The original lawsuit, filed by Hanzer Holdings and Arlita Inc., essentially states that that plaintiffs are owed money from the most recent MacGyver TV series, which debuted in 2016. According to the dual plaintiffs, they are entitled to reimbursement payments due to a deal made for the original series with Major Talent Agency, which was the packaging entity responsible for the original Richard Dean Anderson series, which aired from 1985-1992. According to Deadline, the lawsuit states that a commission agreement within the original pact covered additional projects that were produced in connection to the original project's agreement.
To put it more plainly, Hanzer Holdings and Arlita Inc. are pushing the assertion that CBS' current MacGyver series is indeed a spinoff series, thus tethering it to the original series and the agreement with CBS Studios (then Paramount Television). The lawsuit claims that whenever the network first announced the new MacGyver, the project was dubbed at the time as a "reboot," a "remake" and a "spinoff" by CBS and others. Further, the suit argues that Lucas Till's take on MacGyver is indeed a spinoff, which is where the network is planting its semantical feet down.
Here's a particularly strong section of the lawsuit that hones in on why CBS' legal team views Hanser and Arlita's lawsuit as deficient.
Most fundamentally, their contract claims fail because neither CBS Studios nor its predecessor in interest, Paramount, has ever had any contractual relationship with either plaintiff. Paramount/CBS never had any contractual relationship with Hanzer Holdings, and never even heard of plaintiff Arlita, Inc. until it filed this lawsuit. Second, even assuming arguendo that such a contractual relationship existed (it never did), they premise their entire case on an allegation that the 2016 MacGyver remake is somehow a ‘spinoff’ under a written contract which does not even apply to remakes.

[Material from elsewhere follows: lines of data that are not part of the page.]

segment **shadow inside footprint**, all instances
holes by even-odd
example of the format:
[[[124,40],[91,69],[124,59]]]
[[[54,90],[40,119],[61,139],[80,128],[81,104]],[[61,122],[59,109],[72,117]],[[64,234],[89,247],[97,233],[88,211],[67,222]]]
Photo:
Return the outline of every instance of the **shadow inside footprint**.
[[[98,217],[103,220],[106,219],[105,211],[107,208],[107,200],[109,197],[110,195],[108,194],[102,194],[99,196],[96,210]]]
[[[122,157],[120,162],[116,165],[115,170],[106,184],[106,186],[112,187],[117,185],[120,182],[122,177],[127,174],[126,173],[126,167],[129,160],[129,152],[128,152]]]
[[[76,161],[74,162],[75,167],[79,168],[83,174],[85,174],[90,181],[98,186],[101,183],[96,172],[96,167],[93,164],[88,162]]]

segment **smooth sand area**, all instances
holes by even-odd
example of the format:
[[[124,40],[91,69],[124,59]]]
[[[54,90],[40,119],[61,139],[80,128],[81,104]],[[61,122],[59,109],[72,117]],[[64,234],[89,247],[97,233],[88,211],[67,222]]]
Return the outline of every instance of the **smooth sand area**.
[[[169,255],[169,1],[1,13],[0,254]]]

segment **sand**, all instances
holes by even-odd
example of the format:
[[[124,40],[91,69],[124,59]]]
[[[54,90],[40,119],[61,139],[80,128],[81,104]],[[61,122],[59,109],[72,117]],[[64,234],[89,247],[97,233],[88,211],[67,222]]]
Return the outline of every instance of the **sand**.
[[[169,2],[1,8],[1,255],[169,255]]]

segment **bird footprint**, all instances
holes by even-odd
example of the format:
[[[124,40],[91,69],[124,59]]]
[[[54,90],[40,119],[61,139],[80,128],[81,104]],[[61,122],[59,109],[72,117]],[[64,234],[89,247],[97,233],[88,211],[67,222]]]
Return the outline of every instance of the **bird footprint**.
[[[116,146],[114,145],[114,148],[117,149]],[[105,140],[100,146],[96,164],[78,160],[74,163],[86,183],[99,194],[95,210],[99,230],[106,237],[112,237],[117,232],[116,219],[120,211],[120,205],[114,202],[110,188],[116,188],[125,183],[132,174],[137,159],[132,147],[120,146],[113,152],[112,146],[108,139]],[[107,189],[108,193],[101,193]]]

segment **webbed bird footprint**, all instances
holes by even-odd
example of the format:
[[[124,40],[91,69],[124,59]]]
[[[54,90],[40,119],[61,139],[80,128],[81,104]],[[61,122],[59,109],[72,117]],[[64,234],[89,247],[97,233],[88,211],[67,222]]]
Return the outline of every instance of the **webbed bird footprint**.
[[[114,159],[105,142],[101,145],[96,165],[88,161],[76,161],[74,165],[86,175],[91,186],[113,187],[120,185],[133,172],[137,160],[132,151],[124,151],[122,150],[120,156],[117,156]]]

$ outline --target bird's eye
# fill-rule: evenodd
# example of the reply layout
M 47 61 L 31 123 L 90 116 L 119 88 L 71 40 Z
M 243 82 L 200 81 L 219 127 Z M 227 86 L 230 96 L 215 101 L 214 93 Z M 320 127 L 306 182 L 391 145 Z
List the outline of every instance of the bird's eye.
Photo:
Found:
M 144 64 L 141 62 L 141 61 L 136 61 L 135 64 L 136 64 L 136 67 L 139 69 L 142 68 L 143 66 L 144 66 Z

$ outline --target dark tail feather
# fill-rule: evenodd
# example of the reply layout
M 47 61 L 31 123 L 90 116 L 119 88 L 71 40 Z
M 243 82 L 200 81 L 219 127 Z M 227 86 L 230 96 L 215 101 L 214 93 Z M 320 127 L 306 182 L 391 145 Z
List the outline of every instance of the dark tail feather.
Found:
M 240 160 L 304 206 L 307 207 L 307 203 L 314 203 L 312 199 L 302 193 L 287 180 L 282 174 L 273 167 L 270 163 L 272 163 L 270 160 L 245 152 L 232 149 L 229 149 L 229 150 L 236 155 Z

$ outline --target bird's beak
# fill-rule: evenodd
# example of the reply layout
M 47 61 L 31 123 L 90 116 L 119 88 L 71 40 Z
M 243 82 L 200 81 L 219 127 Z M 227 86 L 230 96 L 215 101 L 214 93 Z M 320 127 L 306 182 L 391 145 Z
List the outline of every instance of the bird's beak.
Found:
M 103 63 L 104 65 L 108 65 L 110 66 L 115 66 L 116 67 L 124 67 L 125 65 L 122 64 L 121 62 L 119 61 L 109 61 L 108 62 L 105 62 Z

Odder still, Plaintiffs were unable to state in deposition which version of the agreement they claim applies here and, to this very minute, they do not know. Finally, even assuming a contractual relationship which would apply to the Remake, Plaintiffs admittedly were and are unable to perform, making it impossible for them to meet an essential element of their claim performance. Plaintiffs have resisted discovery at every turn for a very simple reason – their allegations are belied by the evidence.
The language used there is far more technical than what normally precedes a mic drop, but that's still what the vibe was from the motion that CBS filed. Granted, just because those claims were made in a legal doc doesn't mean they'll be considered 100% accurate by a judge and/or jury, if it comes to that. At this point, the trial date is set for June 7, so there's not much time left for both parties to come to some for of agreement/settlement before things get a lot more expensive in the courtroom.
It certainly seems like a strange argument to say that the 2016 version of MacGyver is a spinoff of the original series when Lucas Till is playing the exact same character that Richard Dean Anderson portrayed in the original drama. There were some early talks about Anderson having some role in the reboot as a spiritual passing of the torch, but presumably not in a way that made it seem like the original series was canonical to the new MacGyver's fictional universe. That said, there are projects out there such as Peacock's upcoming Battlestar Galactica return that are noted to be remakes that still tie into the original lore, so I guess few things are so simple in the entertainment industry.
Between the lawsuit's filing back in 2018 and now, MacGyver went through another controversial situation regarding its creator and former showrunner Peter Lenkov, who was fired in July 2020 over allegations about abusive behind-the-scenes behavior in regards to the cast and crew. (Lucas Till was particularly affected by Lenkov's actions over the years.) And that's not to mention the variety of other behavioral issues that have plagued the network and its execs in recent years
Given how long it usually takes for legal motions to be formed and filed, we might not hear anything else about this case before the trial date arrives. But until then, don't forget to peep out new episodes of MacGyver every Friday night on CBS at 8:00 p.m. ET.